When I was younger, I didn’t think much about the word “gratitude.” It just seemed like one of those things adults talked about. But after everything I’ve been through, I’ve learned how important it really is.

My parents used to be happy together. We had fun family nights, road trips, and lots of laughter. But then, things started to change. Arguments became more common, and the happy moments felt fewer and farther between. One day, they sat me down and said they were getting a divorce. I didn’t really understand why everything had to fall apart. I just knew my family would never be the same.

As I was still trying to adjust to that new reality, something even harder happened: my dad passed away. It didn’t seem real. It felt like a terrible dream I couldn’t wake up from. I missed him so much. I still do. I miss the way he’d sing around the house, how he helped me with little things, and how safe I felt when he was around. Losing him made everything feel dark.

But even in all that sadness, something surprising started to happen. I began noticing the little things more. A hug from my mom when I was having a bad day. My stuffed animals keeping me company at night. Sunny, my lemon cow Squishmallow, became a bright spot when I needed comfort most. Perkins, my old stuffed dog, reminded me of memories with my dad and made me feel like a part of him was still with me.

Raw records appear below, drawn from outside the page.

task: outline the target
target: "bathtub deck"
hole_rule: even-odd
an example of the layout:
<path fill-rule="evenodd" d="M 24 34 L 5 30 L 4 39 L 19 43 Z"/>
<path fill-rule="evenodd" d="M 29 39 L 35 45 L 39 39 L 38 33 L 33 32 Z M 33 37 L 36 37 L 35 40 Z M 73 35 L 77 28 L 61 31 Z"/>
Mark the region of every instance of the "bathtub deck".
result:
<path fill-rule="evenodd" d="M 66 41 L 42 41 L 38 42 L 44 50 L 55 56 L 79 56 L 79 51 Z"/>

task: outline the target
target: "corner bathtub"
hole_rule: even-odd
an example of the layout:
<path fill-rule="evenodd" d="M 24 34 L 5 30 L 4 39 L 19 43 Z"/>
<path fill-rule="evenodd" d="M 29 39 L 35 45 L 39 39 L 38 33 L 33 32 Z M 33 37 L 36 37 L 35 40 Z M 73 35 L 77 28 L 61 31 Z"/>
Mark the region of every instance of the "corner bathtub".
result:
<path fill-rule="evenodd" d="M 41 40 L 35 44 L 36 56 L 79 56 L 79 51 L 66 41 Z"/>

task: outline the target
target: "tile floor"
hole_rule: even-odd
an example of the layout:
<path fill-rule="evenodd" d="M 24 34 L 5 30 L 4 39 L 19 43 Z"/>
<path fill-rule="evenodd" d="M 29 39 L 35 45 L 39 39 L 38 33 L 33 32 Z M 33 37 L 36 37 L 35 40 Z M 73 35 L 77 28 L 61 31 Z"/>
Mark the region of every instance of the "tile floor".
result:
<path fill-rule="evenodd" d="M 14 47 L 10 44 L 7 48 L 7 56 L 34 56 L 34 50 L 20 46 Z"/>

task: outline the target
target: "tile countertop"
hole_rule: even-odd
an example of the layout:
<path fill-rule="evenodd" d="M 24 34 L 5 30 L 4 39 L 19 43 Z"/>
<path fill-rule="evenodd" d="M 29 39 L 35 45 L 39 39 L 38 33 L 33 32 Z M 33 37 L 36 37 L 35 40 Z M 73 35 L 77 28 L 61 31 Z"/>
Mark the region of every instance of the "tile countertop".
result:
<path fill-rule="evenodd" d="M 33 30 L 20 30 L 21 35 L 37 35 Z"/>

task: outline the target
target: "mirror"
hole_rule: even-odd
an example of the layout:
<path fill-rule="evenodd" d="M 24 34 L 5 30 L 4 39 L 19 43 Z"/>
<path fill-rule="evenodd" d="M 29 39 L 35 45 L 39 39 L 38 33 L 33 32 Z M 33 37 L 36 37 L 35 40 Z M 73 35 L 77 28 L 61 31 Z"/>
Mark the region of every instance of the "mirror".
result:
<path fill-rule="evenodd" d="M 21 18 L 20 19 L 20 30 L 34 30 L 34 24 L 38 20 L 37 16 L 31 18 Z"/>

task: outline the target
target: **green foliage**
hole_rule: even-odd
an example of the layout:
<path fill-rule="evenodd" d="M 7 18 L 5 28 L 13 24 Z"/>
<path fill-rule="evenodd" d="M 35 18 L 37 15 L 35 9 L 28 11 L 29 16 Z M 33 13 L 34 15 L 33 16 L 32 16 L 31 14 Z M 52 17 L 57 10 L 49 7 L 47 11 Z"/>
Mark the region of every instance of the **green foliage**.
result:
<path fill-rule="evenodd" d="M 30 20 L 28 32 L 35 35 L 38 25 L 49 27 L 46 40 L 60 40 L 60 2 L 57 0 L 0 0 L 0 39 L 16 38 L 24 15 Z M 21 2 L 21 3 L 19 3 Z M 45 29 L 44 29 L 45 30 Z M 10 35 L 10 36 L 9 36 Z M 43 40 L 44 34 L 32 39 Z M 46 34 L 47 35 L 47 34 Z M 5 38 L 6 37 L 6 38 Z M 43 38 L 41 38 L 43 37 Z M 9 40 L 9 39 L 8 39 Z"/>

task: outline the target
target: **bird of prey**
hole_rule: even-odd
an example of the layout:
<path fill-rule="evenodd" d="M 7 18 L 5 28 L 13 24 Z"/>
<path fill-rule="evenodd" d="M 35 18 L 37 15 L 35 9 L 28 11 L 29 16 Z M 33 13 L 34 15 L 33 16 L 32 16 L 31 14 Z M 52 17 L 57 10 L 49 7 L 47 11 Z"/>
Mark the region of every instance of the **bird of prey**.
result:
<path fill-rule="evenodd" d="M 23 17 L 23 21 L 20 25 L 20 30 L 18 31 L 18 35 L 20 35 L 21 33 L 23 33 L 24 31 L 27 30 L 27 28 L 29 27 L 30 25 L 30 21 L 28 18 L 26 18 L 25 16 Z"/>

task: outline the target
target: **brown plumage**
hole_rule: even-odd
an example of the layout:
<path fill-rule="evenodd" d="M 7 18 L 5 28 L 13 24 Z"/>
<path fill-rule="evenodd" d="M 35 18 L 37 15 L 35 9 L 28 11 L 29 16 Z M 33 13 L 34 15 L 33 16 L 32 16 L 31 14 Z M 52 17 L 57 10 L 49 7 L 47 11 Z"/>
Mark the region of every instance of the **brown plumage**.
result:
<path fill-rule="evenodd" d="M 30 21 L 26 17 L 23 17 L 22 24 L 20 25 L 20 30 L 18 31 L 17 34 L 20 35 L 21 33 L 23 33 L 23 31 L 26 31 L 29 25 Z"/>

Gratitude didn’t come all at once. It came slowly. I started writing down one good thing every day, no matter how small. A funny joke at lunch. A pretty sunset. A song that made me smile. Over time, I realized that being thankful helped me heal. It didn’t erase the pain, but it gave me strength.

Even though my life changed in ways I never expected, gratitude helped me see things differently. Instead of only focusing on what I lost, I also began to see what I still had—and all the love still around me.

I’m still learning, still growing, and still holding on to hope.